No IPA to conductor communication

Allowing a target node to contact the Ironic API as part of the boot process carries the implication that an attacker could then launch an attack on the control plane via the Ironic API. In this spec we provide a means to push the node ID to a target node, and poll the target node for completed build state. Thus all network traffic egresses from conductor to IPA, and never the other way around Story: 1526486 Task: 10377 Co-Authored-By: Mario Villaplana <mario.villaplana@gmail.com> Co-Authored-By: Josh Gachnang <josh@pcsforeducation.com> Co-Authored-By: Jim Rollenhagen <jim@jimrollenhagen.com> Change-Id: Ief9fb2ecdf8dd7c071328ca73baad87ff711f22f
2015-08-12 21:11:26 +00:00 · 2015-08-12 21:11:26 +00:00 · 1e04db5b42
parent ca5f9d4e84
commit 1e04db5b42
2 changed files with 353 additions and 0 deletions
--- a/specs/approved/no-ipa-to-conductor.rst
+++ b/specs/approved/no-ipa-to-conductor.rst
@ -0,0 +1,352 @@
+..
+   This work is licensed under a Creative Commons Attribution 3.0 Unported
+ License.
+
+ http://creativecommons.org/licenses/by/3.0/legalcode
+
+=================================
+No IPA to conductor communication
+=================================
+
+https://storyboard.openstack.org/#!/story/1526486
+
+This spec intends to make agent->ironic communication optional, instead
+using polling to make all communication inbound to the agent.
+
+Problem description
+===================
+
+As part of the boot process IPA must call the ironic API to query its node
+ID, and notify ironic when it's completed the boot process.
+
+This implies that a target node has network access to the ironic API, which
+means that a malicious party could in theory attack the control plane from an
+instance. If the same control plane holds Keystone, Neutron, or other such
+services, the attacker can now DoS or compromise those. This grants them
+significant control over the infrastructure.
+
+A deployer could mitigate this security flaw by using two networks for hosts:
+
+* A provisioning network, which has access to the ironic API, but no ability
+  to communicate with other nodes in the datacenter.
+
+* A tenant network, which can communicate with the outside world, and other
+  hosts, but cannot contact the ironic API.
+
+However, this doesn't scale with medium to mega scale deployers who leverage
+layer 3 network topologies. In L3 networks a subnet is constrained to a single
+rack. This means that to leverage two networks to image hosts one would need
+to provision a second subnet for every single rack.
+
+Compounding the issue further, different networks with different fundamental
+security policies implies that these disparate policies must be enforced.

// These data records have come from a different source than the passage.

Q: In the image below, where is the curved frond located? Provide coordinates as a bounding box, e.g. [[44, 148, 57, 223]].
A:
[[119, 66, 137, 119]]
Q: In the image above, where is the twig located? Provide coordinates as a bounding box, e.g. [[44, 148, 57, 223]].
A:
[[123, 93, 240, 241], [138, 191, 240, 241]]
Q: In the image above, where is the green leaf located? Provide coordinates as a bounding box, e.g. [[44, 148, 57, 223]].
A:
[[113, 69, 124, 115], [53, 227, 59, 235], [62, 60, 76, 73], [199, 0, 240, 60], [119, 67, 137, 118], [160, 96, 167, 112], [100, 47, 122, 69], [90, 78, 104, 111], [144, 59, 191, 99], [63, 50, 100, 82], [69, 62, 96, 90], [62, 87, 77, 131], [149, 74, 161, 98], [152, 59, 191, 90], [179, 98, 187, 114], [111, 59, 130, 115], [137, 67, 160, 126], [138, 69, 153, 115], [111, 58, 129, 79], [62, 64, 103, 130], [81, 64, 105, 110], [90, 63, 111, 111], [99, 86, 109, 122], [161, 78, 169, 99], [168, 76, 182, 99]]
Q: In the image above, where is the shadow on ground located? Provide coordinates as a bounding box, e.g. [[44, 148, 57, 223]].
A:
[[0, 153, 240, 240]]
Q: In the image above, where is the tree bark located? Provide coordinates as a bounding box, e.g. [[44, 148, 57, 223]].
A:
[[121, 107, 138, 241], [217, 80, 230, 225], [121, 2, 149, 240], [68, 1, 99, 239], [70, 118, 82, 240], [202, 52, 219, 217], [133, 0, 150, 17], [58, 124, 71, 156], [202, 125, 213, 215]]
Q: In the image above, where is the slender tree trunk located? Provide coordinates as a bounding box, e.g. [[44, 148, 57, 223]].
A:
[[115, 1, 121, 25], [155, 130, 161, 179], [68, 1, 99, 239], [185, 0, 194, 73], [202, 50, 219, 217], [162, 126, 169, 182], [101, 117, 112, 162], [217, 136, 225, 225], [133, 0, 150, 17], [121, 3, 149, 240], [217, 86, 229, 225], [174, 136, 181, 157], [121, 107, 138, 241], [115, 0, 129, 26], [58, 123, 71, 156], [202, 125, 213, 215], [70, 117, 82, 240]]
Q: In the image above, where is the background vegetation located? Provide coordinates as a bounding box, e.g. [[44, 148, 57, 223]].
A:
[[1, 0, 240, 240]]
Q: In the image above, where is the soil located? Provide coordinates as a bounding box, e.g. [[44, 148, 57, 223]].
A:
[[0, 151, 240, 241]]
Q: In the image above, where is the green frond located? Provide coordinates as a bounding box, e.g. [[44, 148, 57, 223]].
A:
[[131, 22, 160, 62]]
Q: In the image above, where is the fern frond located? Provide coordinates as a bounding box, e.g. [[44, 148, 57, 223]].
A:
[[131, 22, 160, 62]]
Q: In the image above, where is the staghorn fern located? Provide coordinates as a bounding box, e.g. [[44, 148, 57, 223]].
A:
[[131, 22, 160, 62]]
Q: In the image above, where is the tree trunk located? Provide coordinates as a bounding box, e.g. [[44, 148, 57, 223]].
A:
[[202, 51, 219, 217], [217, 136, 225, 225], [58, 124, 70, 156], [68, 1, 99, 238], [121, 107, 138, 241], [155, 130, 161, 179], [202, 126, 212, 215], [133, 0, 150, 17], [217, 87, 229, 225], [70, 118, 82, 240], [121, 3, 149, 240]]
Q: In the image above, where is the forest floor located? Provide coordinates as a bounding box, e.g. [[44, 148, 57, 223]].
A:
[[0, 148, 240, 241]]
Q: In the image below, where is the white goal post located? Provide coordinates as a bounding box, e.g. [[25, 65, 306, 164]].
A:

+Thus, for each of your provisioning networks that require access to the ironic
+API, there must be access controls configured and enforced in the firewall.
+
+In the context of hundreds, or thousands of racks, this does not scale.
+
+An example of the (potential) security problem:
+
+* Bob boots a host with ironic, this host is publicly routable to the
+  internet. Mallory finds and compromises this host. She then attacks the
+  ironic API from this host. Once she compromises the ironic API, she then
+  starts booting other hosts in the datacenter with a compromised disk image.
+  If Bob uses ironic to manage every host in the datacenter, then Mallory
+  has now effectively owned an entire datacenter.
+
+To remediate this, we need to reduce the attack surface of the control plane
+by removing the need for the data plane to be able to send traffic to the
+API host. To do this, we need to be able to tell the agent that it should not
+call ironic, and make ironic poll the agent instead.
+
+If the deployer runs DHCPD and serves PXE/iPXE from the control plane, then
+there is still logical network access between the target node and the control
+plane. However, this is easily fixed by running those services on dedicated
+intermediary hosts which do not have network access to the rest of the
+control plane.
+
+In this context the network flow is::
+
+  +-----------+     +-----------+     +-------------+
+  |           |     |           +---> |             |
+  | Conductor +---> | iPXE host |     | Target node |
+  |           |     |           | <---+             |
+  +-----------+     +-----------+     +-------------+
+  |                                     ^
+  +-------------------------------------+
+
+
+And a simple example of the provisioning process would be:
+
+1. Conductor receives call to boot node.
+2. Conductor creates boot data, without the ipa-api-url parameter.
+3. Conductor sends OOB call to power target node on.
+4. Target node boots, uses DHCP to get IP.
+5. Target node runs PXE/iPXE, pulls data from ipxe host.
+6. Target boots and runs IPA.
+7. Conductor polls for IPA until it is alive.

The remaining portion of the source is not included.